The five most consequential red flags are: (1) declining active patient count over the trailing 24 months without a clear explanation such as associate departure; (2) a payer mix dominated by a single managed vision care plan that could terminate or reprice contracts post-sale; (3) diagnostic equipment that is fully depreciated, unmaintained, or missing core technology like OCT that modern patient expectations require; (4) no associate OD in place, making the entire practice dependent on the selling doctor's personal patient relationships; and (5) commingled personal expenses, undocumented add-backs, or financial statements prepared exclusively by the seller's bookkeeper without CPA review. Any of these warrants either a price reduction or renegotiation of transition terms.

How do I value the goodwill of an optometry practice separately from its tangible assets?

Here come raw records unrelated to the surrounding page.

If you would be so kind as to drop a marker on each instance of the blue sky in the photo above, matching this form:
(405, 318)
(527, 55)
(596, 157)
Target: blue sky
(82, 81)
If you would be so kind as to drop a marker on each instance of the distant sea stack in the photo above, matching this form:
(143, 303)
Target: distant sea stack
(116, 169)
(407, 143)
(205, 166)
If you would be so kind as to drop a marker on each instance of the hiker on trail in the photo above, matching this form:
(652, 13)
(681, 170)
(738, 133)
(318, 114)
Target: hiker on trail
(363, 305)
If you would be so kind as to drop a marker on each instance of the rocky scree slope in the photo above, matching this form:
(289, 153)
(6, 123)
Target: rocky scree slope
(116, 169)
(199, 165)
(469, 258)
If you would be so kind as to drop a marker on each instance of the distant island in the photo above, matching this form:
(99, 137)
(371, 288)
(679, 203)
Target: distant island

Optometry practice goodwill is typically split between enterprise goodwill — value tied to the practice's systems, brand, location, and patient base that transfers with ownership — and personal goodwill, which is attached to the selling OD's relationships and may not survive the transition. Enterprise goodwill is more valuable to a buyer and generally receives more favorable tax treatment in the allocation. Practices with documented recall systems, associate ODs who see a share of patients, and a strong optical dispensary brand carry higher enterprise goodwill. A qualified healthcare practice broker or CPA experienced in medical practice sales can model this split and ensure the purchase price allocation is defensible to the IRS.